GENEVA (Reuters) – Cancer patients in developing countries are deprived of basic painkillers. The reason is often an excessive fear of opioid dependence, said Wednesday the World Health Organization (WHO).
More than half of pharmacies in two-thirds of the industrialized countries have oral morphine, a pain reliever widely used to relieve acute pain, compared to only 6% of pharmacies in poor countries, said Thursday the expert from WHO Chiran Vargis.
The UN agency is issuing new guidelines for health authorities around the world to address the pain felt by 55% of cancer patients on treatment and two-thirds of those with cancer. with advanced or incurable cancer.
"No one should live or die in suffering in the 21st century, whether or not they have cancer," said Etienne Krug, director of the organization's non-communicable diseases department.
"In some parts of the world, these drugs are freely marketed and used for drug addiction," he said, "There is real and justified fear, but it should not be at the expense of those who live or die in the world. pain."
The widespread use of opioid overdoses in the United States, sometimes due to over-prescribing doctors, resulted in more than 49,000 deaths last year, raising fears of dependence in other areas.
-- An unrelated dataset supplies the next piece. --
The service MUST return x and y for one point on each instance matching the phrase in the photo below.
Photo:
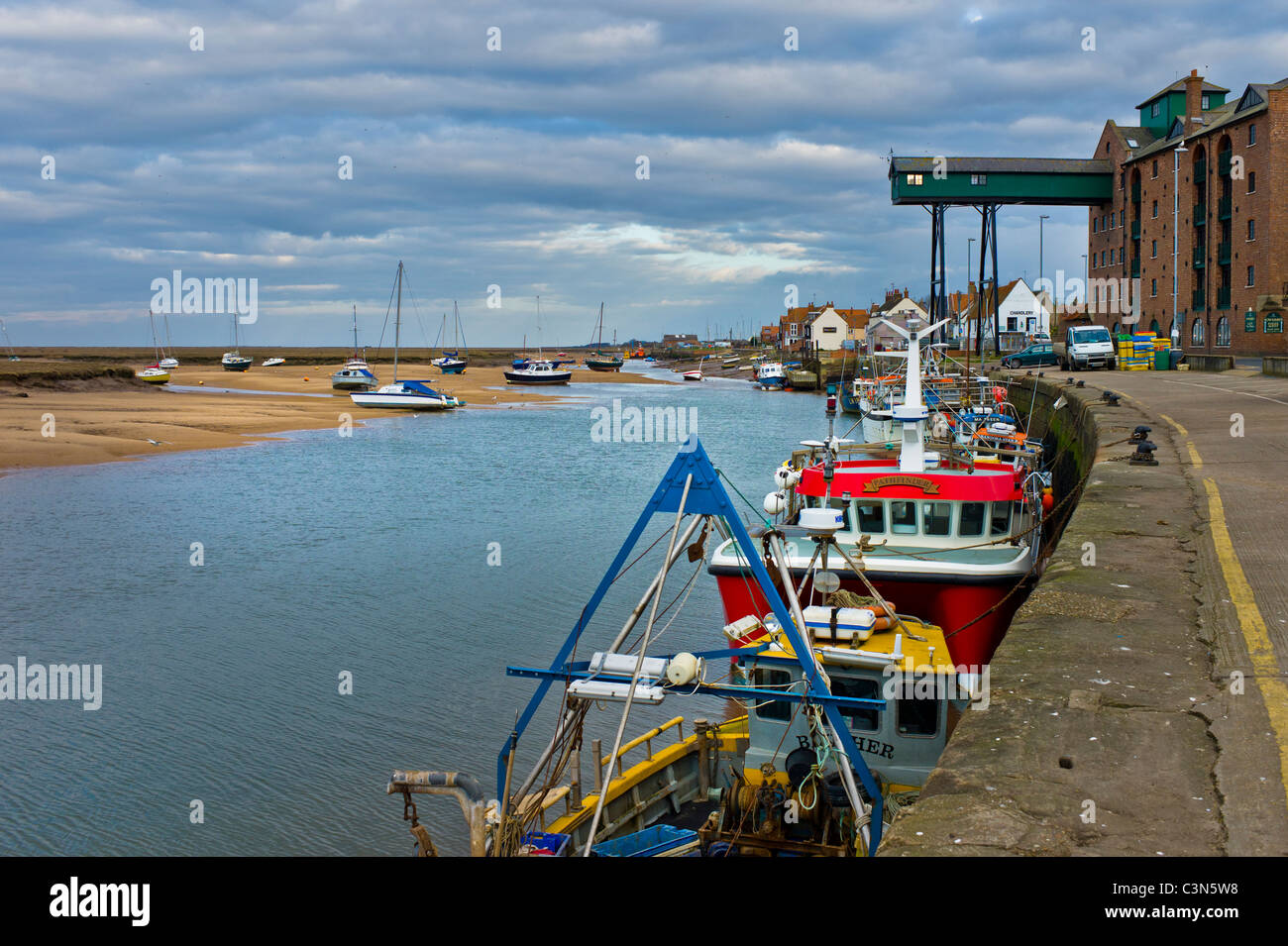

The World Health Organization (WHO) guidelines impose strict precautionary measures when administering addictive substances such as morphine, but indicate that oral morphine is "a basic treatment for moderate to severe cancer pain ".
In a report published Feb. 4 on the occasion of World Cancer Day, the World Health Organization (WHO) said that 18.1 million new cancer cases occur each year in the world. world and that this disease is the cause of one in six deaths, or 9.6 million deaths.